November is NaNoWriMo. No, I’m not pulling your leg, this is truly a thing.
NaNoWriMo stands for National Novel Writing Month and it’s the 30 days where hundreds of thousands of people worldwide attempt to write a novel (over 310,000 succeeded last year). Believe me, it’s pure insanity.
The rules are simple:
Start writing on November 1st and stop on November 30th.
You can prepare your novel by doing research, writing character bios, or outlining the plot. You can’t start writing yet though till that first day of November.
National Novel Writing Month
You have completed the NaNoWriMo challenge if you have written a novel of at least 50,000 words. Naturally, it has to be a ‘real’ novel, meaning you can’t just write ‘writing sucks’ and repeat that till the counter comes to 50,000 words. But other than that, there are no quality standards. It doesn’t matter if your novel is fan fiction, a first time attempt at writing, or the next great American novel.
It’s an honorary system, you register your own progress on the NaNoWriMo website. When you’re done, you paste the full text of your novel and upload it to get your ‘badge of honor’. No one will read it or actually check what you’ve written by the way, hence the honorary part in the system. But NaNoWriMo novels have been successful at times (after editing obviously), notable examples include the acclaimed Water for Elephants and the popular young adult novel Cinder.

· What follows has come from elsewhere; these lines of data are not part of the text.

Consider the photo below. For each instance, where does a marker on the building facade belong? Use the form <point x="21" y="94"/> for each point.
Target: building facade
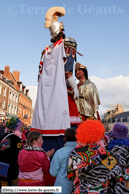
<point x="115" y="115"/>
<point x="14" y="97"/>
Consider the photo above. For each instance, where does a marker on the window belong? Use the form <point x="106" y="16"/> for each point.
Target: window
<point x="9" y="108"/>
<point x="3" y="104"/>
<point x="0" y="88"/>
<point x="4" y="91"/>
<point x="16" y="98"/>
<point x="12" y="109"/>
<point x="15" y="111"/>
<point x="13" y="97"/>
<point x="10" y="95"/>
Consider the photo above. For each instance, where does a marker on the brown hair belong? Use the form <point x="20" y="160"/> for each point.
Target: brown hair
<point x="70" y="134"/>
<point x="33" y="135"/>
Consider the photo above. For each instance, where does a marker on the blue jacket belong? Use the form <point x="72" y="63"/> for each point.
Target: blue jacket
<point x="59" y="165"/>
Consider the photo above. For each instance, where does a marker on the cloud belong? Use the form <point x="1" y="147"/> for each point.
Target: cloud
<point x="112" y="91"/>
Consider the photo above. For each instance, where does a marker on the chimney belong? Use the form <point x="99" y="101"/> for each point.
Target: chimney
<point x="16" y="74"/>
<point x="6" y="70"/>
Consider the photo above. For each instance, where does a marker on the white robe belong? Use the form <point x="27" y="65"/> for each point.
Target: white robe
<point x="51" y="113"/>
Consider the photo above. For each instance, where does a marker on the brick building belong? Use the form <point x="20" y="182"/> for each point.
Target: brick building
<point x="14" y="97"/>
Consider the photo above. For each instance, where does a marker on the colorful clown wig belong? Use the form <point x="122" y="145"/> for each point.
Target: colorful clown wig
<point x="90" y="131"/>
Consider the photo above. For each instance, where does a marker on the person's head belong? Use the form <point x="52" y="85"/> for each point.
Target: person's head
<point x="70" y="135"/>
<point x="56" y="28"/>
<point x="90" y="131"/>
<point x="119" y="131"/>
<point x="81" y="71"/>
<point x="34" y="138"/>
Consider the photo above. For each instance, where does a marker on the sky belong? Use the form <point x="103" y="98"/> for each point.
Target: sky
<point x="100" y="28"/>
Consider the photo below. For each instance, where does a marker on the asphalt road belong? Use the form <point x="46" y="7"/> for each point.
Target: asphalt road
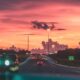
<point x="49" y="67"/>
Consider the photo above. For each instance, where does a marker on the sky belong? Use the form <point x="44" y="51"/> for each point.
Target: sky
<point x="16" y="17"/>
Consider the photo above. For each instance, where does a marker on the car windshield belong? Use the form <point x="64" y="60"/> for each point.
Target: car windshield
<point x="39" y="39"/>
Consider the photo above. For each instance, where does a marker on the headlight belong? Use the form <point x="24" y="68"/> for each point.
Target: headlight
<point x="7" y="62"/>
<point x="15" y="68"/>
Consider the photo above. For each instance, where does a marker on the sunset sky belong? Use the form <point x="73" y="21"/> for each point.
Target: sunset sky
<point x="16" y="17"/>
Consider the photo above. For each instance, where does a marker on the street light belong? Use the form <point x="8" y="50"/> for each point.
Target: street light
<point x="28" y="39"/>
<point x="48" y="30"/>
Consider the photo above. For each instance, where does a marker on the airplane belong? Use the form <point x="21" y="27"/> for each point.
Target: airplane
<point x="43" y="25"/>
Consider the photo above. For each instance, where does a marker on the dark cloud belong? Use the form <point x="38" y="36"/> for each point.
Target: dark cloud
<point x="30" y="4"/>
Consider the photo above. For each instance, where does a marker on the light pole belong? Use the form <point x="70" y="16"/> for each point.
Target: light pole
<point x="28" y="40"/>
<point x="48" y="30"/>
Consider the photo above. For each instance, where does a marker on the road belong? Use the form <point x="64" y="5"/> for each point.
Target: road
<point x="49" y="67"/>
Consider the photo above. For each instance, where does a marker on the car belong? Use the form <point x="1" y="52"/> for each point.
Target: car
<point x="7" y="65"/>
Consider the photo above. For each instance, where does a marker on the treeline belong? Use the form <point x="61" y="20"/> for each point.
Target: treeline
<point x="20" y="54"/>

There are often tons of regional and local events as well, like write-ins at libraries or book stores, meetups of participants, plotting and writing workshops, and whatnot. It’s a great way to get inspired and meet new writing friends to share your journey with. If you’ve always dreamed of writing a novel, this is your chance.

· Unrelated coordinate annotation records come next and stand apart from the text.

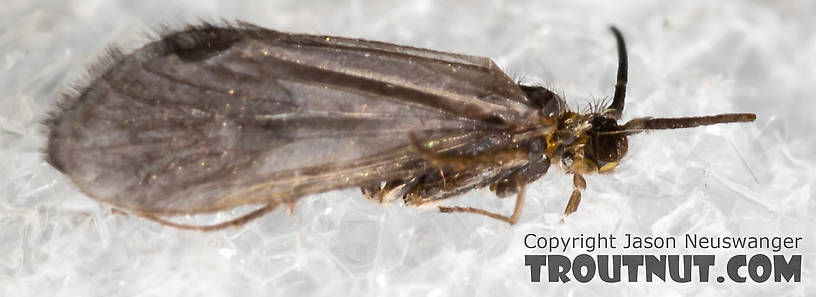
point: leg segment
(579, 183)
(512, 219)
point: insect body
(214, 117)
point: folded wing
(210, 118)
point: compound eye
(610, 148)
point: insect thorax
(578, 146)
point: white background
(686, 58)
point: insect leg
(231, 223)
(512, 219)
(579, 183)
(392, 190)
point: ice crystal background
(686, 58)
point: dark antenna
(616, 108)
(642, 124)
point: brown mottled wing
(211, 118)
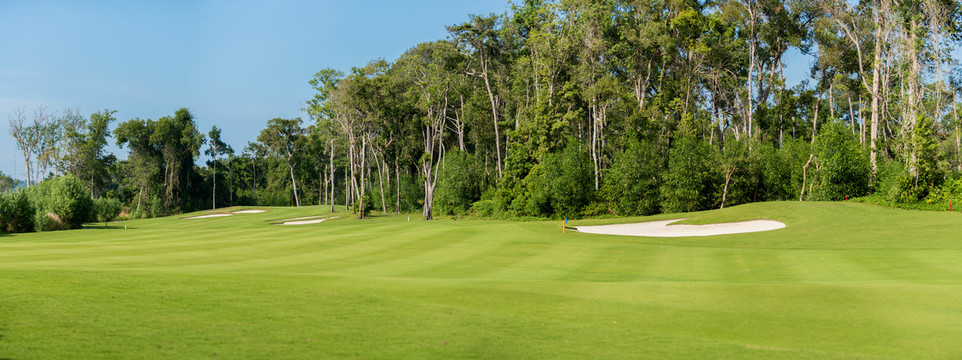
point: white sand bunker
(297, 221)
(208, 216)
(662, 229)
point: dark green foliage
(561, 186)
(368, 205)
(631, 185)
(106, 209)
(691, 181)
(843, 169)
(740, 162)
(484, 208)
(459, 185)
(6, 182)
(66, 198)
(16, 212)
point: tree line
(575, 108)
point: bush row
(55, 204)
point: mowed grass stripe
(388, 288)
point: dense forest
(565, 108)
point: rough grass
(843, 280)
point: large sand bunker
(662, 229)
(226, 214)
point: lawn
(843, 280)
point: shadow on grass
(94, 226)
(1, 340)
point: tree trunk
(728, 178)
(811, 157)
(494, 112)
(397, 183)
(297, 199)
(213, 198)
(333, 172)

My Experiences with NaNoWriMo
I participated in 2010 for the first time. I learned so much from that month of diehard writing! You see, when you have to hit that 50,000 mark, you don’t worry so much about getting it exactly right. And that frees your mind somehow and helps the creative juices flow. I rocked it, scored almost 70,000 words in 30 days. I spent four times as long editing my work of course, as some of it was just plan bad writing. But it was a thrilling experience that taught me a lot about writing, plotting, and editing a novel.
Ever since, I’ve had reasons not to participate. Busy was the key word. This year I’m no less busy than the last few years (though last year I did have a valid excuse, we moved from Germany to the USA in November), but I’m dying to give NaNoWriMo another run.
Yes, it’s insanity to try and write a novel in 30 days. But it’s also a true challenge, and a lot of fun. Oh, I’m so tempted…
Will you join me?
(Editor’s Note: Read Rachel’s Becoming A Better Writer Series to get ready for NaNoWriMo.)
[Typewriter image via girl/afraid via Compfight cc and the NNWM image courtesy of National Novel Writing Month]
Eric Dye says
VERY tempting…
Rachel Blom says
Go for it man! #youcandoit
Jonathan says
I’m in for a third year in a row, but I haven’t started yet, and don’t even have a plot or characters. Oh my!
Rachel Blom says
Ooops. Well, it’s never to late to start, right? It’s only the second day! I didn’t do anything yesterday either, but I managed to write 2,000 words today so far, yay! But I had everything plotted out already, it’s the second novel in a trilogy I’m writing, so that did make it easier. Good luck!